Lancée en septembre 2020, l’étude opérationnelle pour la piste longue privilégie ainsi le « scénario 2 », une piste convergente qui prendrait appui sur l’extrémité sud de la piste actuelle. Cette dernière aurait un impact moindre sur l’environnement, même si la végétation de la colline de Foungoujou serait rasée et que le coût de réalisation de cette seconde option, bien plus bas, est aussi un facteur primordial. Le CSEE s’est déjà réuni deux fois, en 2020 et en avril 2021, afin de mettre en place des inventaires d’espèces autour de la zone de l’aéroport, qui seront menés par les bureaux d’études Espaces et Micropoda. La troisième réunion du comité, prévue ce mardi 19 octobre, permettra sans doute aux associations locales d’en savoir plus.
Le projet de piste longue, « mort dans l’œuf » ?
En attendant, la lutte continue du côté du récif. Pour cela, les acteurs associatifs locaux peuvent compter sur un outil juridique : l’avis conforme, qui permet de bloquer un projet ayant un impact notable. Cet outil contraignant « a été mis entre les mains du Parc naturel marin en 2011 », explique Franck Charlier. « Et les probabilités pour qu’il émette un avis favorable à un projet détruisant l’environnement sont proches de zéro. » Pour le membre d’Oulanga na Nyamba, « ce projet de piste longue est mort dans l’œuf, c’est une hypocrisie. Nous sommes dans une aire marine protégée. Le gouvernement a créé un outil juridique qui se retourne contre ce projet ».

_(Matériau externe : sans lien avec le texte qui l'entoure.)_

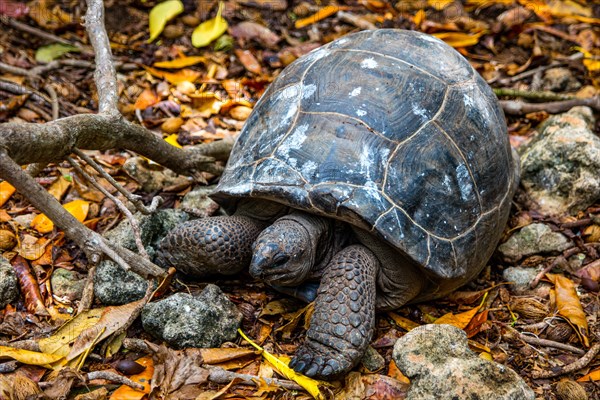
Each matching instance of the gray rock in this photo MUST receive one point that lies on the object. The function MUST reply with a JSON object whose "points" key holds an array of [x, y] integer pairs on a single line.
{"points": [[559, 167], [533, 239], [372, 360], [521, 277], [183, 320], [112, 284], [9, 288], [560, 80], [440, 366], [67, 284]]}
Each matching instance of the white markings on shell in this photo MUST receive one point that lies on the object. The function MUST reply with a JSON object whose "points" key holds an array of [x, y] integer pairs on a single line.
{"points": [[355, 92], [464, 182], [369, 63], [309, 90]]}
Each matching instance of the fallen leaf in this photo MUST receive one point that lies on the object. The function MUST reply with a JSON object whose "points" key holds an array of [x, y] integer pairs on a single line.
{"points": [[248, 61], [175, 77], [459, 39], [181, 62], [210, 30], [569, 306], [77, 208], [51, 52], [161, 14], [311, 385], [146, 99], [172, 140], [592, 376], [402, 322], [6, 190], [144, 378], [316, 17], [29, 357]]}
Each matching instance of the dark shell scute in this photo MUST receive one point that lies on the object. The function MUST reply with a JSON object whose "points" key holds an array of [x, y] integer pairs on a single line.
{"points": [[428, 178], [414, 49], [412, 97], [471, 125]]}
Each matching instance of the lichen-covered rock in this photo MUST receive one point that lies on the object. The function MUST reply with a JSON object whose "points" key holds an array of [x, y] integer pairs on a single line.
{"points": [[67, 284], [9, 289], [440, 366], [183, 320], [533, 239], [559, 167], [112, 284]]}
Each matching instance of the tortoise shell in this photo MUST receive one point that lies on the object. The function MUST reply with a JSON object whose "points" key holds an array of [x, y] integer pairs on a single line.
{"points": [[393, 132]]}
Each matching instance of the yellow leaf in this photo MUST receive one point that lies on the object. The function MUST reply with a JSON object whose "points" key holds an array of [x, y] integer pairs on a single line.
{"points": [[180, 62], [311, 385], [172, 140], [569, 306], [161, 14], [209, 30], [175, 77], [402, 322], [459, 320], [6, 190], [28, 357], [77, 208], [459, 39], [318, 16], [60, 342]]}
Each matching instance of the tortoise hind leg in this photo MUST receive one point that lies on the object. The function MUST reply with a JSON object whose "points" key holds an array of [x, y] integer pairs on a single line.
{"points": [[343, 322], [215, 245]]}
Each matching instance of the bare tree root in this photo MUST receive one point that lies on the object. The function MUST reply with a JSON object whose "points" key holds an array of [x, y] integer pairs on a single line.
{"points": [[30, 143]]}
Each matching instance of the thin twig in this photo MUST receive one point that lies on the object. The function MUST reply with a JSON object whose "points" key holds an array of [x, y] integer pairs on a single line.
{"points": [[549, 343], [517, 107], [134, 199], [135, 227], [105, 74], [575, 366], [113, 377], [221, 376]]}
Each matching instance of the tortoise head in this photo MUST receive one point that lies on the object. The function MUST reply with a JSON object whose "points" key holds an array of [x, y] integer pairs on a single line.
{"points": [[283, 254]]}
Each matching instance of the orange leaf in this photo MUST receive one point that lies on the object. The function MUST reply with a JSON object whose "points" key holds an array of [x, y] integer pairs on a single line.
{"points": [[319, 15], [125, 392], [77, 208], [569, 306], [6, 190], [592, 376], [146, 99], [180, 62], [459, 39], [175, 77]]}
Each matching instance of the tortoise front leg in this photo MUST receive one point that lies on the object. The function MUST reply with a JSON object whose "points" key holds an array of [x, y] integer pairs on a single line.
{"points": [[215, 245], [343, 322]]}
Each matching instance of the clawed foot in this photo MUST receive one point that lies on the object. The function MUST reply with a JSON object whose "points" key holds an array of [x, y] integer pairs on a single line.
{"points": [[320, 362]]}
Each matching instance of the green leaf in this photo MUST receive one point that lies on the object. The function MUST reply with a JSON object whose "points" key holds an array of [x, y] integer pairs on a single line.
{"points": [[210, 30], [51, 52], [161, 14]]}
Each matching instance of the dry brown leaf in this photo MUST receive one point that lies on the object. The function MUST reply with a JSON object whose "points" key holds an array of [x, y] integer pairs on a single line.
{"points": [[569, 306], [144, 378], [372, 386], [6, 190], [248, 61]]}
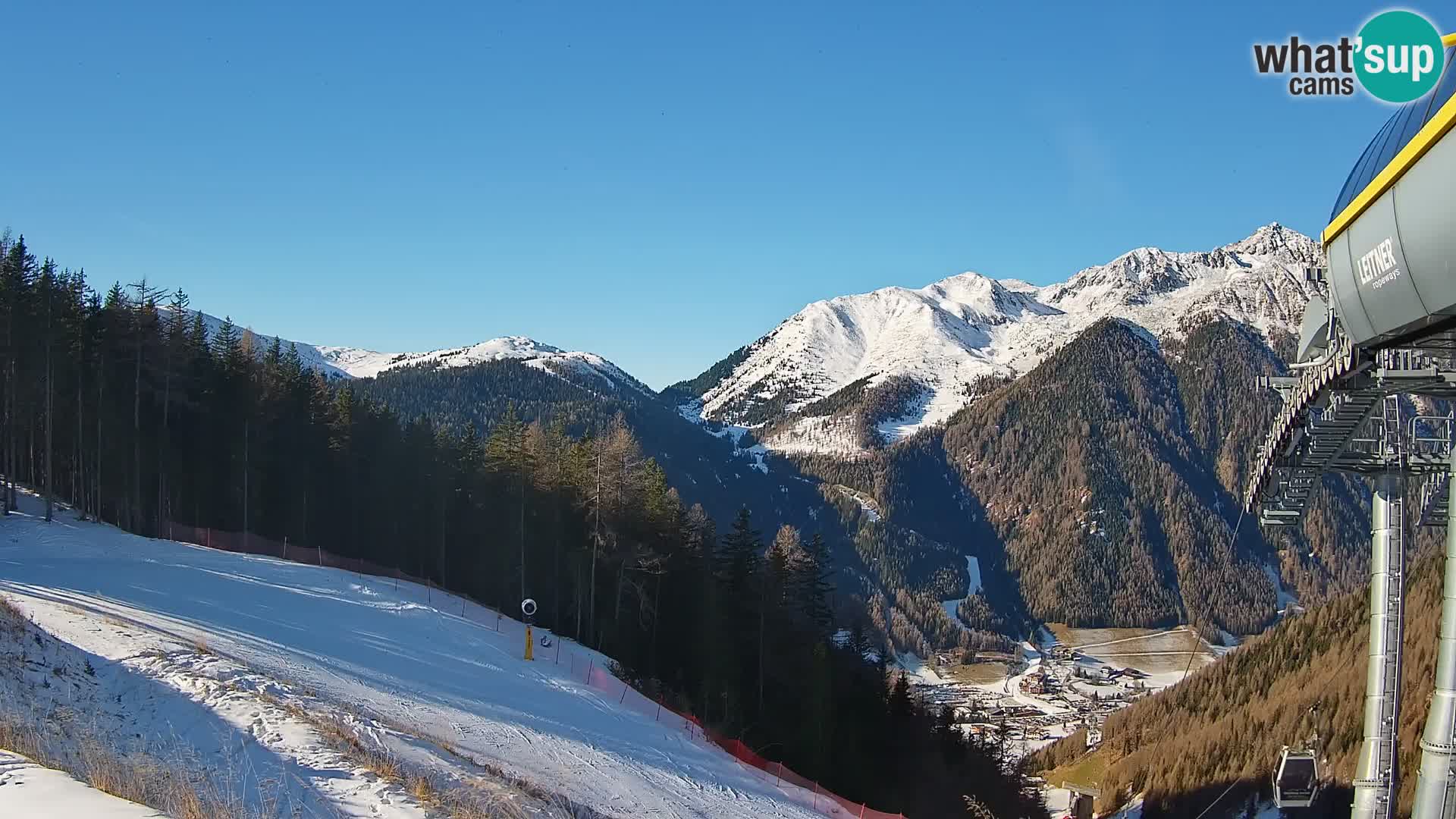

Interrogé à ce sujet, Christophe Masson préfère éluder le cas dans lequel le Parc marin émettrait un avis défavorable au projet, ou du moins, le nuancer. « Le Parc naturel marin est associé à toutes les études, et devra délivrer un avis auquel nous serons attentifs », confirme le délégué de la DGAC à Mayotte. « Un avis conforme doit être scrupuleusement respecté. Mais dans un avis, il peut y avoir des réserves, des préconisations, ce n’est jamais tout noir ou tout blanc. » C’est donc le gris qui serait à l’honneur, le même que le remblai d’une piste longue portant nombre de promesses économiques pour Mayotte. Pour la construire, il faudra cependant garder en tête le blanc, celui dont sont teintés de plus en plus de récifs coralliens du lagon.
1995, un premier allongement sans bilan
C’est l’année du premier allongement de la piste de l’aéroport de Mayotte, qui avait pour but de favoriser les vols moyen-courrier à destination de La Réunion. Poussé à 1.930 mètres, le remblai avait déjà recouvert le platier corallien au sud de Petite Terre. Dans son dernier avis, l’autorité environnementale remarque d’ailleurs que « l’allongement de la piste actuelle en 1995 a eu un impact sur l’hydrodynamique et la faune et la flore dont il conviendra de faire un bilan ».